A fixação da data de corte para o ingresso no ensino de nove anos pode ser analisada sob diversos aspectos: legais (pois há conflito com a legislação federal), pedagógicos (pois há ruptura com um processo de aprendizagem já iniciado por várias crianças) e sociais (pois há retenção escolar coletiva).
A lei federal 11.274/2006, que trata do novo ensino fundamental de nove anos é clara: "Cada sistema deve refletir e proceder a convenientes estudos, com a democratização do debate envolvendo todos os segmentos interessados, antes de optar pela(s) alternativa(s) julgada(s) mais adequada(s) à sua realidade". O Conselho Estadual de Educação do Paraná, ao não seguir esta orientação, através das deliberações 3 e 5/2006, estabeleceu normas rígidas para o novo ensino, trazendo prejuízos para grande parte da comunidade envolvida no processo. O ponto crucial é a proibição do ingresso na escola de crianças que completam 6 anos após 1.º de março.
O espírito da Lei 11.274 e do ensino fundamental de nove anos é trazer a criança um ano antes para a escola (aos 6 anos em vez de aos 7), sem alterar a idade de conclusão com relação ao antigo ensino de oito anos. Na lei está explícito que o período do ensino fundamental de 9 anos vai dos 6 aos 14 anos. Em consonância com esta lei, a emenda constitucional 53, de 19/12/2006, deu nova redação ao inciso IV do Art. 208 da Constituição: "O dever do Estado com a educação será efetivado mediante a garantia de educação infantil, em creche e pré-escola, às crianças até 5 anos" (o texto antigo estipulava 6 anos). Está claro que, se agora a educação fundamental vai de 6 a 14 anos, a educação infantil tem que ir até os 5.

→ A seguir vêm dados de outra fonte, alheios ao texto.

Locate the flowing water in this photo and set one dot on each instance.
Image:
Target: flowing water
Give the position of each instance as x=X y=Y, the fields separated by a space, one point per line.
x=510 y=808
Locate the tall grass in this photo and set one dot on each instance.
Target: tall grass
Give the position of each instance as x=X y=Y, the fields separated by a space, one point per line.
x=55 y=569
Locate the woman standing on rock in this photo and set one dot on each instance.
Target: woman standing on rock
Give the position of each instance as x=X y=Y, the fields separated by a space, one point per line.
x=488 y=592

Se considerarmos que as datas de nascimento das crianças estão homogeneamente distribuídas ao longo do ano, teremos que aproximadamente 17% nasceram entre 1.º de janeiro e 1.º de março e 83% nasceram entre 2 de março e 31 de dezembro. De acordo com as deliberações 3 e 5 do CEE do Paraná, estes 83% concluirão o ensino fundamental com 15 anos, um ano mais tarde com relação ao ensino de 8 anos. Em resumo: a lei federal obriga crianças a partir de 6 anos a ingressar na escola e a deliberação estadual proíbe 83% delas.
Outra conseqüência grave é que cerca de 83% das crianças entre 2 e 5 anos que cursaram o educação infantil em 2006 terão que repetir a série em 2007, caracterizando-se a retenção escolar em massa. A estes, que já haviam ingressado na escola, as deliberações 3 e 5 impõem repetir uma etapa e romper com o processo de ensino e aprendizagem. Com o avanço tecnológico dos últimos anos, as "novas crianças" têm seu desenvolvimento intelectual extremamente estimulado. Proibir uma criança de 6 anos, ávida pelas descobertas, de ingressar na escola, é uma forma cruel de exclusão social.

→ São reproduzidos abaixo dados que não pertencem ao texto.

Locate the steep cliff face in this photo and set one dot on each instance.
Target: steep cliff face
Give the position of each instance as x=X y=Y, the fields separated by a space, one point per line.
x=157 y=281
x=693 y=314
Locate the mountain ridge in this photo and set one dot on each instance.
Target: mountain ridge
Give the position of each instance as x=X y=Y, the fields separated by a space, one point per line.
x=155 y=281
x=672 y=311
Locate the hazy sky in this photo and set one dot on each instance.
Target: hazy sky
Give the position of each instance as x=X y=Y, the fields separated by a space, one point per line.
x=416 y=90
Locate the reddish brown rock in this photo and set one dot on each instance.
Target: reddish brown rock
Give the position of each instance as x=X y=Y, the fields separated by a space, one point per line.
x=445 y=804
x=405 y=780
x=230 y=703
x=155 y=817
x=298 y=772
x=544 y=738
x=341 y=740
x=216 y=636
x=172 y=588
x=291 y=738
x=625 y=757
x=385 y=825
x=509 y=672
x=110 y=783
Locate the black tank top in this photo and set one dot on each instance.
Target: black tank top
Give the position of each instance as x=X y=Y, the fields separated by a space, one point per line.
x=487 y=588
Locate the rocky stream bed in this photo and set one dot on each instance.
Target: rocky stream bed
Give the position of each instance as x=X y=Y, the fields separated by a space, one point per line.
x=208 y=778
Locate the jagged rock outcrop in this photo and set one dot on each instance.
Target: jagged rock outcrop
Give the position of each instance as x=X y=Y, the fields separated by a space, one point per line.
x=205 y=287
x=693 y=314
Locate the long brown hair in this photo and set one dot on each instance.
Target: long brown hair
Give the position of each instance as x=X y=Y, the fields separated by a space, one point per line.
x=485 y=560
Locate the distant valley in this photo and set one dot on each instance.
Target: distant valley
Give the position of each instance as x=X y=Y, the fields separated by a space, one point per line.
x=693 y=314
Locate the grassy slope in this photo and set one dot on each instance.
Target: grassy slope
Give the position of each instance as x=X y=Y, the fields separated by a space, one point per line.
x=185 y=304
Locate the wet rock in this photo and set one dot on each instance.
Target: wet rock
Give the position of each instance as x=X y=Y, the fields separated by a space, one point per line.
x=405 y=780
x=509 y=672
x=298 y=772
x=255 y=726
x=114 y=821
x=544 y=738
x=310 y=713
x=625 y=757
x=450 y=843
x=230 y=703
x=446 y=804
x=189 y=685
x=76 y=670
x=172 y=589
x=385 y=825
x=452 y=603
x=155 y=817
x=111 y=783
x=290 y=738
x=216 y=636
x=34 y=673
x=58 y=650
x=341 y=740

Ao contrário do Paraná, São Paulo e Minas Gerais interpretaram corretamente a Lei 11.274, não acarretando polêmica entre os envolvidos nem prejuízos a terceiros. De acordo com o parecer 461/2005 do CEE de São Paulo, "As escolas ou sistemas de ensino poderão estabelecer normas que permitam a matrícula com 6 anos incompletos". Por sua vez, o parecer 289/2006 do CEE de Minas Gerais estabelece: "Quanto ao limite de ingresso ao ensino fundamental definido aos 6 anos completos ou a completar no início do ano letivo, fica a critério dos sistemas de ensino". É constrangedor saber que um estado modelo, como é o Paraná, dá um passo atrás com relação à educação.
Com tais argumentos, escolas e pais estão munidos de razão para prosseguir em processos judiciais, com muitas chances de sucesso. Parece óbvio que se deveria dialogar, flexibilizar, que seria mais justo e honesto com nossas crianças dar-lhes a chance de ficar em igualdade com as de outros estados da União, simplesmente porque elas são igualmente capazes.
Rubens Robles Ortega Jr. é doutor em Matemática pela Universidade de Sevilha, Espanha, professor da UFPR e coordenador do Curso de Matemática da UTP.